Cursorの料金プランについての要約です。
- サブスクリプションプラン:
- Hobby: 14日間のProトライアル、50回の遅いプレミアムモデル使用、200回のcursor-small使用、2000回の通常コンプリーション使用が可能。
- Pro: 月500回の高速プレミアムモデル使用、無制限の遅いプレミアムモデル使用、無制限のcursor-small使用、無制限の通常コンプリーション使用、月10回のClaude Opus使用が可能。
- Business: Proプランと同じ使用制限に加えて、追加の特典がある。
- プレミアムモデル: GPT-4、GPT-4o、Claude 3.5 Sonnetがプレミアムモデルとして扱われる。

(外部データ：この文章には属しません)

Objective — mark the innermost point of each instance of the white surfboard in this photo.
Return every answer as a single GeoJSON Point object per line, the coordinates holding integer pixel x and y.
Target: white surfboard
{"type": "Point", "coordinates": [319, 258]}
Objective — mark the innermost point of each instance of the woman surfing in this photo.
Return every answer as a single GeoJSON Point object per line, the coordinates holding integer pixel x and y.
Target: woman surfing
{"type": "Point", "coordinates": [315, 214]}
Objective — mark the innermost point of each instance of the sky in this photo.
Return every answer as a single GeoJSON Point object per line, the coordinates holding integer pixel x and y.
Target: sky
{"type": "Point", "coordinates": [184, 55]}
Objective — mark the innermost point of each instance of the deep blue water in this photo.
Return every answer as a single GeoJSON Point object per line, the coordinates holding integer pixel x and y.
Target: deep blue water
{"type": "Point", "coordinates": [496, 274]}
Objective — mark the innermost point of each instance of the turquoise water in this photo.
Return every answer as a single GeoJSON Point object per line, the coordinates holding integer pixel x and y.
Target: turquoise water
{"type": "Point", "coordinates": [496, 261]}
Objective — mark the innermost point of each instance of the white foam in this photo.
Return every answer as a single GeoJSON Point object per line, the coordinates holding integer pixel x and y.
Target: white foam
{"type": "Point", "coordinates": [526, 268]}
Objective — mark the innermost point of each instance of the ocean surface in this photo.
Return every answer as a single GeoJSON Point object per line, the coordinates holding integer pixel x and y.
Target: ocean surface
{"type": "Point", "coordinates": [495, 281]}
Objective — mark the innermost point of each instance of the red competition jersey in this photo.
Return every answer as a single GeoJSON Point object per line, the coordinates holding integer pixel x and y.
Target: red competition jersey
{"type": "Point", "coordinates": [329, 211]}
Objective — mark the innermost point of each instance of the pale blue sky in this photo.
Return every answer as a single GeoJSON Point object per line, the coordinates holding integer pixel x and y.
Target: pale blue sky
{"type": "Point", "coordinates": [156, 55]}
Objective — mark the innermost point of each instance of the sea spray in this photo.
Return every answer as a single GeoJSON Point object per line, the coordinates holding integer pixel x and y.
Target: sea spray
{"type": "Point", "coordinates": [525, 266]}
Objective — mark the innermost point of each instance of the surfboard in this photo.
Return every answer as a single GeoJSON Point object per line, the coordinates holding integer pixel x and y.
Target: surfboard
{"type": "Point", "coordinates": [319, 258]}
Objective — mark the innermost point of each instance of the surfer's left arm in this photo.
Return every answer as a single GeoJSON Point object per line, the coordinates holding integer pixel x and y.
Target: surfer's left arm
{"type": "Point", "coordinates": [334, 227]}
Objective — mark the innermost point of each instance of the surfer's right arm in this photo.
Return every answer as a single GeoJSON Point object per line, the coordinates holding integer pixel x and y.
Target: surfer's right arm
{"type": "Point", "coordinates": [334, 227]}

- Proトライアル: 新規ユーザーは14日間のProトライアルがあり、その後はHobbyプランに戻る。
- 高速と遅いリクエスト: ピーク時には高速プレミアムリクエストが制限され、遅いキューに移動されることがある。追加の高速リクエストは設定ページで購入可能。
- 使用状況の確認: 使用状況はCursorの設定ページで確認できる。サブスクリプションの開始日に基づいて毎月リセットされる。
- オプションの使用量ベースの料金: 超過使用に対して月単位で料金が課されるオプションがあり、ハードリミットを設定できる。エラーやキャンセルの場合は料金が発生しない。
まずは使ってみる
公式HPからアプリのダウンロードとインストールを完了させて起動しました。
使ってみるかhttps://t.co/eQHcThamZV
— よだか(夜鷹/yodaka) (@yodakablog) August 24, 2024
対話型のインターフェースの使用感はChatGPTなどと似ています。
今までの生成系AIとの違いは、Cursorがエディタとして稼働しているという点です。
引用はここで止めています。